Artist, Writer, Academic
  • New & Major Works
  • Reflections on COVID
  • Place Based Works
  • Textile Works
  • Writing
  • About

The Cremation Project

In the context of the Black Saturday bushfires, surrounded by the inconceivable loss of life and property, my family was lucky. My mother was safe and the house of my childhood, built by my parents, remained totally intact, despite the fact that it was directly in the line of the fires, and every single leaf on its surrounding 100 acres of bush was incinerated. However, what we did loose was a staggering amount of fauna and the last of the buildings my father constructed before his death in 2005 - the Pavilion.

The Pavilion, with its high pitched roof was my fathers ‘piece de resistance’, it was the project he was most proud of and the one we associated most with him. The Pavilion was home to his mountain bike, hiking and mountain climbing gear, and gym. It was full of everything that represented his love for the Australian landscape and his passion for physical achievement.

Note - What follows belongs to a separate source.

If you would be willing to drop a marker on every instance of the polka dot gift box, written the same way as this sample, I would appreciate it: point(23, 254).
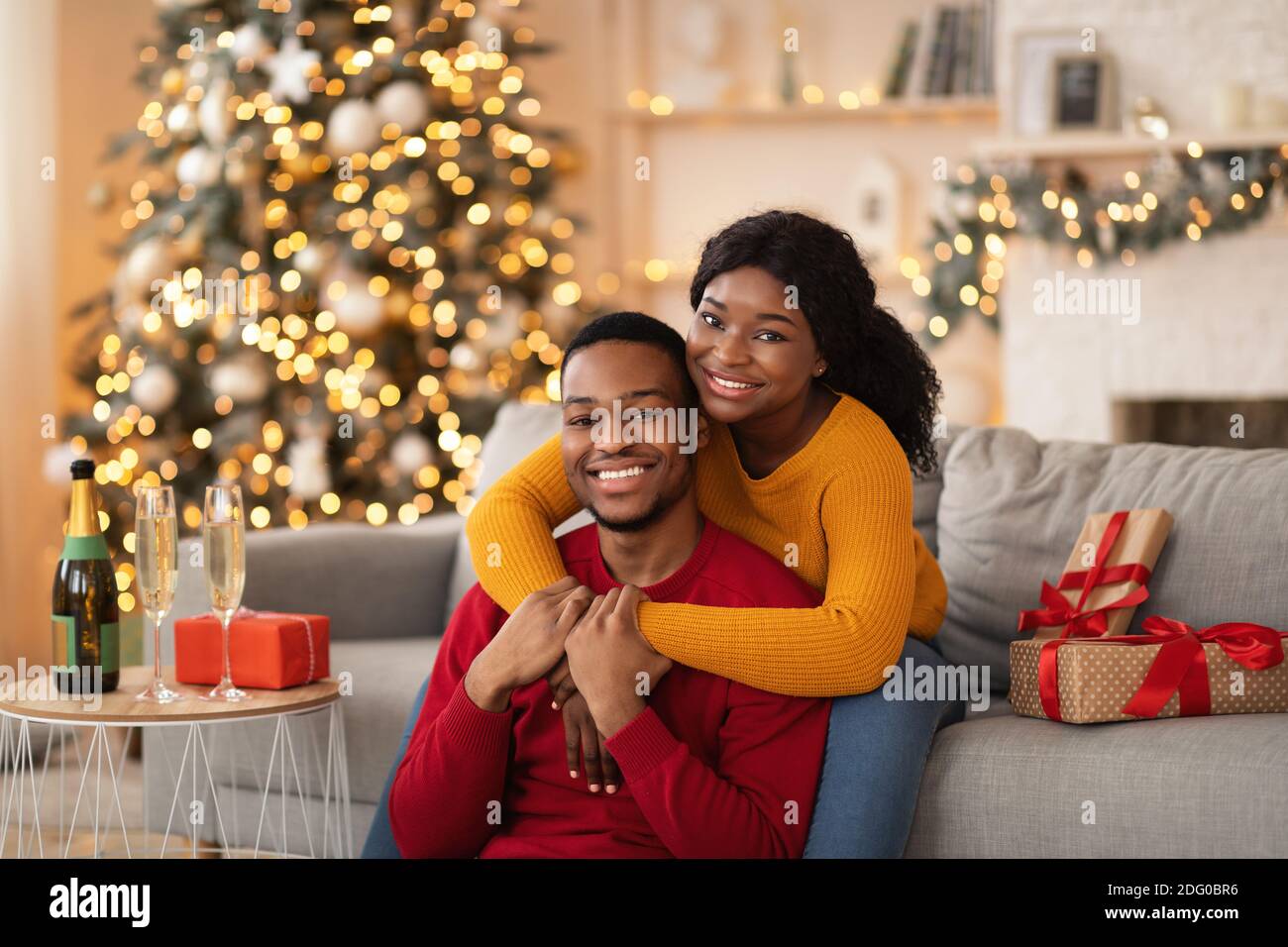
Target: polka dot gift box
point(1170, 671)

The Pavilion was also where I stored those items too large for my share house. Where I stored almost every piece of art I created throughout high school and university. It was therefore not just a museum to my father but also a museum to the foundation of my artistic career.

This box holds some of the ashes from the rubble of the Pavilion – the sum total of my high school and undergraduate portfolio.

Originally exhibited at Federation Square as part of Emergence, 2010 and re-exhibited at No No Gallery, North Melbourne 2011. Photograph of the artist standing in front of the burnt Pavilion by Kate McCracken, 2009.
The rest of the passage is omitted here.